Which algorithm to use for percentage features in my DV and IV, in regression?


I am using regression to analyze server data to find feature importance.

Some of my IVs (independent variables) or Xs are in percentages like % of time, % of cores, % of resource used, while others are in numbers like number of bytes, etc.

I standardized all my Xs with (X-X_mean)/X_stddev. (Am I wrong in doing so?)

Which algorithm should I use in Python in case my IVs are a mix of numeric and %s and I predict Y in the following cases:

Case 1: Predict a continuous valued Y

a.Will using a Lasso regression suffice?

b. How do I interpret the X-coefficient if X is standardized and is a numeric value?

c. How do I interpret the X-coefficient if X is standardized and is a %?

Case 2: Predict a %-ed valued Y, like "% resource used".

a.
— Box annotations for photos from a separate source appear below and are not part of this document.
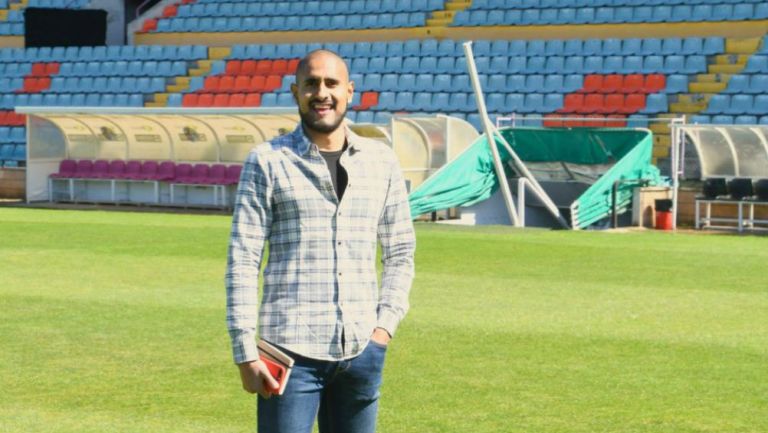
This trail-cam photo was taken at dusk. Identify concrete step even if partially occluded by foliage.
[688,82,728,93]
[725,36,762,54]
[208,47,232,60]
[708,64,745,74]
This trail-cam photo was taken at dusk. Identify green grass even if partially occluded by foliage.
[0,209,768,433]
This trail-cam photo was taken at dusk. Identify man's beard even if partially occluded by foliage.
[299,103,347,134]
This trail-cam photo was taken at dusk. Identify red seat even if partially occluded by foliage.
[212,93,229,107]
[563,114,584,128]
[621,93,645,114]
[287,59,299,75]
[579,74,603,93]
[248,75,267,93]
[232,75,251,93]
[354,92,379,111]
[199,75,221,93]
[217,75,235,93]
[543,114,563,128]
[229,93,245,107]
[245,93,261,107]
[29,63,45,77]
[599,74,624,93]
[163,5,179,18]
[240,60,256,75]
[264,75,283,93]
[197,93,213,107]
[603,93,624,113]
[256,60,272,75]
[141,18,157,33]
[181,93,199,107]
[272,59,288,75]
[576,93,605,114]
[557,93,584,113]
[643,74,667,93]
[581,114,605,128]
[45,62,61,75]
[619,74,643,93]
[224,60,242,75]
[605,114,627,128]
Should I use Beta-Regression? If so which package in Python offers this?

b. How do I interpret the X-coefficient if X is standardized and is a numeric value?
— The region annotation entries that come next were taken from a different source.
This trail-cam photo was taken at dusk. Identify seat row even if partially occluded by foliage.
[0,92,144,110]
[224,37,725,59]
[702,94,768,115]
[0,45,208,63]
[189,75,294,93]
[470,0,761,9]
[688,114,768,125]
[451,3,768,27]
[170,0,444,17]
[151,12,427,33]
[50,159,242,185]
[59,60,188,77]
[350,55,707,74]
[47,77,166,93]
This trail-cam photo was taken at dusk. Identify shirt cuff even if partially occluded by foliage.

c. How do I interpret the X-coefficient if X is standardized and is a %?

If I am wrong in standardizing the Xs which are % already, is it fine to use these numbers as 0.30 for 30% so that they fall within the range 0-1? So that means I do not standardize them, I will still standardize the other numeric IVs.
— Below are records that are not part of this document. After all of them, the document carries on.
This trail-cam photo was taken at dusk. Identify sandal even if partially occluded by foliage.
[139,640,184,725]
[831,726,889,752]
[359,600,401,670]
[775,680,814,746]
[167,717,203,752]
Final Aim for both Cases 1 and 2:

To find the % of impact of IVs on Y. e.g.: When X1 increases by 1 unit, Y increases by 21%

I understand from other posts that we can NEVER add up all coefficients to a total of 100 to assess the % of impact of each and every IV on the DV. I hope I am correct in this regard.


Solution

  • Your question confuses some concepts and jumbles a lot of terminology. Essentially you're asking about a) feature preprocessing for (linear) regression, b) the interpretability of linear regression coefficients, and c) sensitivity analysis (the effect of feature X_i on Y). But be careful because you're making a huge assumption that Y is linearly dependent on each X_i, see below.

    1. Standardization is not an "algorithm", just a technique for preprocessing data.
    2. Standardization is needed for regression, but it is not needed for tree-based algorithms (RF/XGB/GBT) - with those, you can feed in raw numeric features directly (percents, totals, whatever).
    3. (X-X_mean)/X_stddev is not standardization, it's normalization.
      • (An alternative to that is (true) standardization which is: (X-X_min)/(X_max-X_min), which transforms each variable into the range [0,1]; or you can transform to [0,1].
    4. Last you ask about sensitivity analysis in regression : Can we directly interpret the regression coefficient for X_i as the sensitivity of Y on X_i?
      • Stop and think about your underlying linearity assumption in "Final Aim for both cases 1 & 2: To find the % of impact of IVs on Y. Eg: When X1 increases by 1 unit, Y increases by 21%".
      • you're assuming that the Dependent Variable has a linear relationship with each Independent Variable. But that is often not the case, it may be nonlinear. For example, if you're looking at the effect of Age on Salary, you would typically see it increase up to 40s/50s, then decrease gradually, and when you hit retirement age (say 65), decrease sharply.
      • so, you would model the effect of Age on Salary as quadratic or higher-order polynomial, by throwing in Age^2 and maybe Age^3 terms (or else sometimes you might see sqrt(X), log(X), log1p(X), exp(X) etc. terms. Anything that best captures the nonlinear relationship. You may also see variable-variable interaction terms, although regression strictly assumes variables are not correlated with each other.)
      • obviously, Age has a huge effect on Salary, but we would not measure the sensitivity of Salary to Age by combining the (absolute value of) coefficients of Age, Age^2, Age^3.
      • if we only had a linear term for Age, the single coefficient for Age would massively understate the influence of Age on Salary, it would net "average out" the strong positive relationship for the regime Age<40 versus the negative relationship for Age>50
    5. So the general answer to "Can we directly interpret the regression coefficient for X_i as the sensitivity of Y on X_i?" is "Only if the relationship between Y and that X_i is linear, otherwise no".
    6. In general, a better and easier way to do sensitivity analysis (without assuming linear response, or needing standardization of % features) is tree-based algorithms (RF/XGB/GBT) which generate feature importances.
      • As an aside, I understand your exercise tells you to use regression, but in general you get better faster feature-importance information from tree-based (RF/XGB), especially for a shallow tree (small value for max_depth, large value of nodesize e.g. >0.1% of training-set size). That's why people use it, even when their final goal is regression.

    (Your question is would get better answers over at CrossValidated, but it's fine to leave here on SO, there is a crossover).